So Abduction and Alienation happen. Watch the full 30 minute video to learn more  An innovative and complete way to learn more is this new novel “YOU” by Phil Whitaker. I say: “Truth is stronger in fiction”.

You need to know about Alienation because you may not see through the drama otherwise. Why? Because the child may present at the time as flourishing and happy … like mind-controlled cult members do, like jihadi terrorists do as they blow themselves up, like Victoria Climbie did until she died of her abuse. That video excerpt shows it is harmful at the time and in the long run. It is Emotional Abuse.

Down the sinkhole it can be dark.  Let’s see if my torch helps.  The video also shows that Parental Alienation happens with any gender pattern. It is not just rejected fathers.  Alienation can happen with any gender and same sex separations too. Strangely, mothers who are Alienated find nothing that helps them at Womens Aid … but they do at Families Need Fathers. Puzzling, isn’t it?!  We need other theories than gender.

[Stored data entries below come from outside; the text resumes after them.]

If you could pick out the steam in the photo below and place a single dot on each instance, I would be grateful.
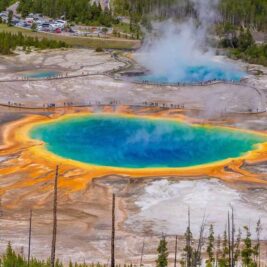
(172, 48)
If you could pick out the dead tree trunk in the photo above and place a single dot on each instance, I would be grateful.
(233, 239)
(54, 237)
(30, 238)
(142, 253)
(175, 251)
(188, 242)
(229, 240)
(113, 232)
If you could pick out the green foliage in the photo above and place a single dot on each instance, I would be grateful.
(248, 13)
(247, 251)
(223, 260)
(245, 40)
(162, 260)
(9, 42)
(4, 4)
(34, 27)
(9, 18)
(210, 247)
(79, 11)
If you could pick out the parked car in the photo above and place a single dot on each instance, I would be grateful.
(58, 30)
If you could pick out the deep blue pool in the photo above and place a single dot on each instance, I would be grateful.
(194, 74)
(141, 143)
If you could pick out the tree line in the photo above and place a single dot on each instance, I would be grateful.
(229, 250)
(248, 13)
(10, 41)
(78, 11)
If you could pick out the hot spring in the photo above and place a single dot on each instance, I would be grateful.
(41, 74)
(194, 74)
(136, 142)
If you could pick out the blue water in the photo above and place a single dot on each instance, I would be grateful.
(41, 74)
(141, 143)
(196, 74)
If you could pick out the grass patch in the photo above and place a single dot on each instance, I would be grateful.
(88, 42)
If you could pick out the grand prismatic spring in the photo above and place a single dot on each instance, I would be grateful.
(138, 142)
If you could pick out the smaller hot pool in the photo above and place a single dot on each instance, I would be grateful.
(43, 74)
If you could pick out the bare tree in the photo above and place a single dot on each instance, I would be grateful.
(258, 245)
(142, 253)
(113, 231)
(30, 238)
(54, 237)
(197, 258)
(233, 239)
(229, 240)
(188, 242)
(175, 251)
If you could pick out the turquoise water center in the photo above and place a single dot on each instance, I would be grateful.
(41, 74)
(194, 74)
(136, 142)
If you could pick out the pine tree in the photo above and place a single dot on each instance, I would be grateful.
(162, 260)
(224, 259)
(247, 251)
(210, 247)
(9, 18)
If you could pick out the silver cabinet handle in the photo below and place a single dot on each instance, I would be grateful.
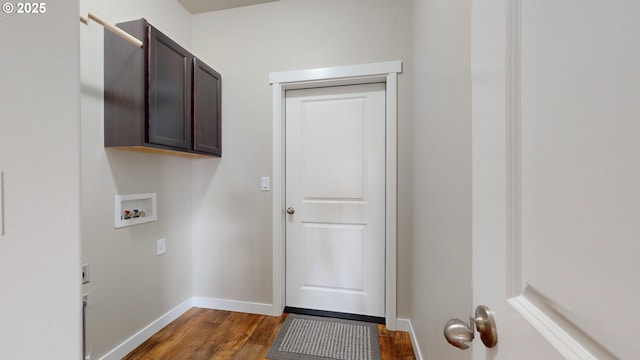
(458, 333)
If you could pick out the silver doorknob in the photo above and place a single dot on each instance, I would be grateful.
(458, 333)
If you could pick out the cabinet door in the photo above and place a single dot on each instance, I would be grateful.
(170, 77)
(206, 109)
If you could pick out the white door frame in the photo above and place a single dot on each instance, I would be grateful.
(385, 72)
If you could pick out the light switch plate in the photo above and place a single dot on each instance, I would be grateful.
(1, 203)
(266, 186)
(161, 247)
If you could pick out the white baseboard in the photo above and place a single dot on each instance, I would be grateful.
(141, 336)
(405, 325)
(232, 305)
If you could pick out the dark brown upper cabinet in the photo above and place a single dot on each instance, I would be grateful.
(160, 98)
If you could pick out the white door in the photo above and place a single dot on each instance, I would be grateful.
(335, 187)
(556, 240)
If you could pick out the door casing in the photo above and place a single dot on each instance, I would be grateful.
(385, 72)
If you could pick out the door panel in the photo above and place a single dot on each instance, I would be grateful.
(555, 240)
(335, 180)
(207, 110)
(170, 76)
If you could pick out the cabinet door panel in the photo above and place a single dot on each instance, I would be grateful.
(170, 77)
(206, 109)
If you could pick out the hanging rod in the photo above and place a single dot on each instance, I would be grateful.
(116, 30)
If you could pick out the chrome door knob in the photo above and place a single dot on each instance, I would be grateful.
(458, 333)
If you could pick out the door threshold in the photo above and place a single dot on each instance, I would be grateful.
(335, 314)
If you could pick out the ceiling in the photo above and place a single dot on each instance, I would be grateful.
(200, 6)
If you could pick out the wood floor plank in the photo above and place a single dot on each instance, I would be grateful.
(204, 334)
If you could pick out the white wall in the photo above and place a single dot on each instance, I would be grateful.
(40, 299)
(232, 217)
(130, 286)
(441, 247)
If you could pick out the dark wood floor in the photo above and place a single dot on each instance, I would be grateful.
(214, 334)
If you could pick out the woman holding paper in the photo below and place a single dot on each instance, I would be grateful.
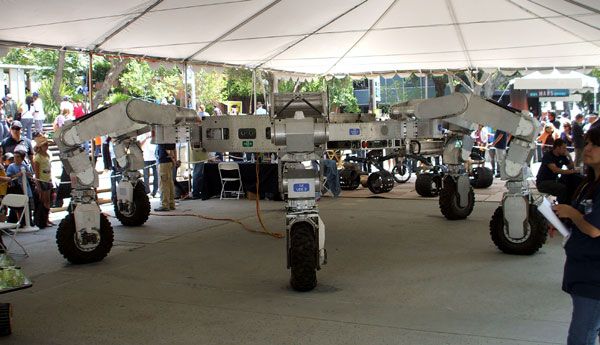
(582, 269)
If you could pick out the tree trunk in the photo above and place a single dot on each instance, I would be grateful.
(60, 68)
(116, 67)
(297, 85)
(440, 85)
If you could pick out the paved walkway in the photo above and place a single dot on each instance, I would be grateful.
(398, 273)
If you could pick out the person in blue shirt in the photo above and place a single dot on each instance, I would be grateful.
(582, 268)
(501, 139)
(14, 170)
(548, 180)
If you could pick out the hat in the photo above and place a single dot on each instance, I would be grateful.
(40, 140)
(20, 149)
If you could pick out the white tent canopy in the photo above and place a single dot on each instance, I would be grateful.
(320, 36)
(555, 79)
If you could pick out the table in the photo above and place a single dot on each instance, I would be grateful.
(268, 177)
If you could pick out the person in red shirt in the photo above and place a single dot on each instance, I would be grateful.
(78, 110)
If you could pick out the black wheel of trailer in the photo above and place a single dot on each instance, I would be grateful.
(303, 257)
(535, 233)
(349, 179)
(482, 177)
(140, 209)
(428, 184)
(93, 245)
(450, 201)
(5, 319)
(380, 182)
(401, 172)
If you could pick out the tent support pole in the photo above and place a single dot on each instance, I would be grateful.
(185, 93)
(91, 100)
(254, 90)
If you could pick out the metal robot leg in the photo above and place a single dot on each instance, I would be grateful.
(132, 207)
(85, 234)
(457, 198)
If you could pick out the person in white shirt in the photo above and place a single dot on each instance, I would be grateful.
(260, 110)
(149, 152)
(27, 117)
(38, 113)
(66, 104)
(202, 111)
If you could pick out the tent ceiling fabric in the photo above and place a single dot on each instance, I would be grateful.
(321, 37)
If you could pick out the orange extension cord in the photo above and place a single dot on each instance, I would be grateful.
(258, 214)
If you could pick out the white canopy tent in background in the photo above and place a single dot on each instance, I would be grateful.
(555, 79)
(319, 37)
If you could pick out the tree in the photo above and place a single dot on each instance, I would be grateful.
(114, 72)
(48, 60)
(136, 80)
(341, 95)
(209, 88)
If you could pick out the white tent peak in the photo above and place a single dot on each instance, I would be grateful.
(320, 37)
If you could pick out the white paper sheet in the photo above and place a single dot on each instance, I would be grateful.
(545, 209)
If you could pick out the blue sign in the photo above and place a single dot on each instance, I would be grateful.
(548, 93)
(301, 187)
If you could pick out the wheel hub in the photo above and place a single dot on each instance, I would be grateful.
(517, 240)
(87, 240)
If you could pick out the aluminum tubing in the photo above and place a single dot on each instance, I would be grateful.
(321, 133)
(278, 137)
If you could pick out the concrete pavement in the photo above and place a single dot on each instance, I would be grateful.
(398, 273)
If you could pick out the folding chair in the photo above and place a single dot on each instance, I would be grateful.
(229, 172)
(11, 229)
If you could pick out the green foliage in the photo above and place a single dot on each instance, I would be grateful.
(118, 97)
(48, 60)
(51, 108)
(167, 82)
(239, 83)
(341, 94)
(141, 81)
(100, 69)
(315, 85)
(137, 79)
(210, 88)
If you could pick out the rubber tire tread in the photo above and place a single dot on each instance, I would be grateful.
(5, 319)
(423, 185)
(303, 257)
(449, 201)
(380, 175)
(142, 207)
(537, 236)
(395, 170)
(65, 239)
(484, 177)
(354, 180)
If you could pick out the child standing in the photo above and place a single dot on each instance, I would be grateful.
(42, 171)
(14, 171)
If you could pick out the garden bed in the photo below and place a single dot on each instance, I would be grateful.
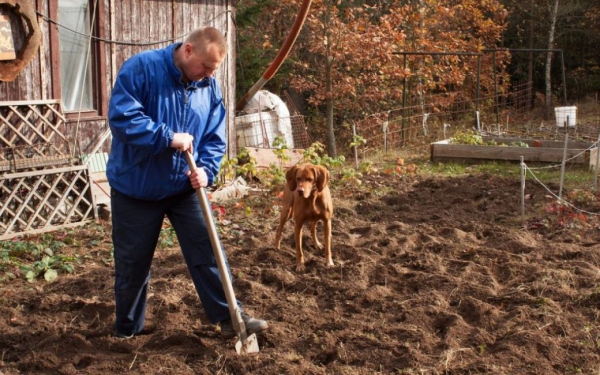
(506, 149)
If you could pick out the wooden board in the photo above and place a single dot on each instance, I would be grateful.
(551, 151)
(265, 157)
(7, 45)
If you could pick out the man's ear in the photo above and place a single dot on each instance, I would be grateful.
(290, 177)
(322, 177)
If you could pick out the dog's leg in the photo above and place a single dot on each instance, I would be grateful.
(313, 232)
(285, 215)
(327, 230)
(298, 238)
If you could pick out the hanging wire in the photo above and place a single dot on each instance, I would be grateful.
(557, 197)
(571, 158)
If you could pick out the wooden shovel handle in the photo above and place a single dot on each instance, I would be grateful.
(234, 311)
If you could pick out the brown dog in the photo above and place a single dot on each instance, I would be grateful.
(307, 198)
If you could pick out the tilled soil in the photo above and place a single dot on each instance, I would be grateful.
(432, 275)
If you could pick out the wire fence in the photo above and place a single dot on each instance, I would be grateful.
(441, 116)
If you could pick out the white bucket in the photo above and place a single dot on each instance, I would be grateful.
(256, 129)
(561, 116)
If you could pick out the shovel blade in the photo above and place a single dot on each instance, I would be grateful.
(251, 345)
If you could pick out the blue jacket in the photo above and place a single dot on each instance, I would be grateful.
(149, 103)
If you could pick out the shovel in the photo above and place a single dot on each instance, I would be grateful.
(245, 343)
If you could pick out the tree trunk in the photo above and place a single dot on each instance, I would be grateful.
(551, 32)
(329, 103)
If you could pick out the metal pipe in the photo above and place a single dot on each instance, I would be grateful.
(281, 56)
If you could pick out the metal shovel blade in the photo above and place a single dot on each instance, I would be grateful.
(246, 344)
(251, 345)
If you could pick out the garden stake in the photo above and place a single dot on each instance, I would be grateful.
(245, 343)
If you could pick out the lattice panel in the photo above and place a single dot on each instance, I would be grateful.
(44, 200)
(32, 135)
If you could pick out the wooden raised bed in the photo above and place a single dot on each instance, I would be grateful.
(538, 151)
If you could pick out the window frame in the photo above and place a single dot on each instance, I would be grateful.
(97, 58)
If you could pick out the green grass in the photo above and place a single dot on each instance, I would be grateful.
(576, 176)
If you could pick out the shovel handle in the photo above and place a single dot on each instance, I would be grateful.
(234, 311)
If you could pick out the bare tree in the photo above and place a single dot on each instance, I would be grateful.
(551, 32)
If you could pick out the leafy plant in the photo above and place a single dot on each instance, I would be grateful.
(48, 266)
(315, 154)
(242, 165)
(280, 150)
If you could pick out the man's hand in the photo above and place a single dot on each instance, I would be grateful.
(182, 142)
(198, 178)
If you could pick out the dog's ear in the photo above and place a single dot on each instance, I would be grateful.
(290, 177)
(322, 177)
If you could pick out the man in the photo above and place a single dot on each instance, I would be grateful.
(166, 102)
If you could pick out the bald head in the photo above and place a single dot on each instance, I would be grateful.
(206, 37)
(201, 54)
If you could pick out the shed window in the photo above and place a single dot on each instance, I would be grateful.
(76, 61)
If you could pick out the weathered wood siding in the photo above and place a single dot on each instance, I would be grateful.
(129, 24)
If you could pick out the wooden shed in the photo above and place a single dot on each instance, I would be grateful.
(54, 95)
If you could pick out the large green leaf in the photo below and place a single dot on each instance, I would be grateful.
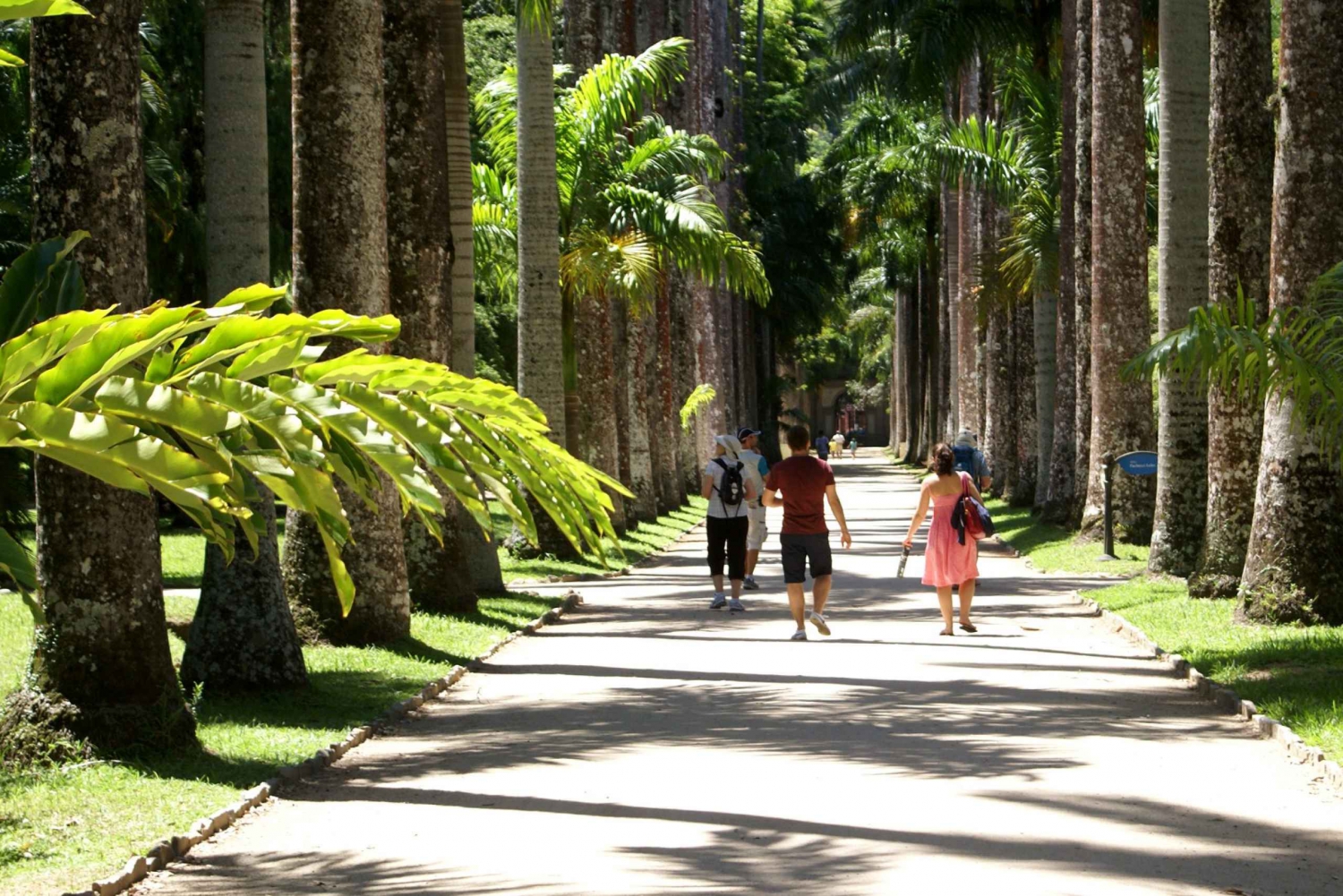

Modern  Attachment theory explains things best.  Remember that – when attachments go wrong and stop being a safe base –  humans and other animals have the deepest reactions: fear, flight, fight or freeze. It is no surprise that family separation can be a ‘matter of life and death’. New and effective Attachment-based assessment and help are emerging now.

For early and less severe cases of Parental Alienation good voluntary collaborative help may work and prevent things escalating, as they do through inevitably adversarial courts. Otherwise for severe cases, a more active and legally mandated or ‘prescribed cooperation’ is needed with highly skilled child-focused family work. This rarely happens in the UK because we’re ignorant.

The strange thing is that, if you talk to ordinary folk, they do know it! It’s common knowledge that one parent can turn their child against the other parent. Often they even know someone it happened to. Somehow professionals don’t know: Our trainings teach us an ignorance we didn’t have before!

Next you need to know that uninformed help can make it worse. We are required to believe and please our customers, the person in front of us. Strangely, we disbelieve the desperate rejected parent. Where do we get these opposite rules about who to believe and disbelieve?!  Of course, we must always listen carefully. But it is always important to remember that the truth may lie elsewhere. . .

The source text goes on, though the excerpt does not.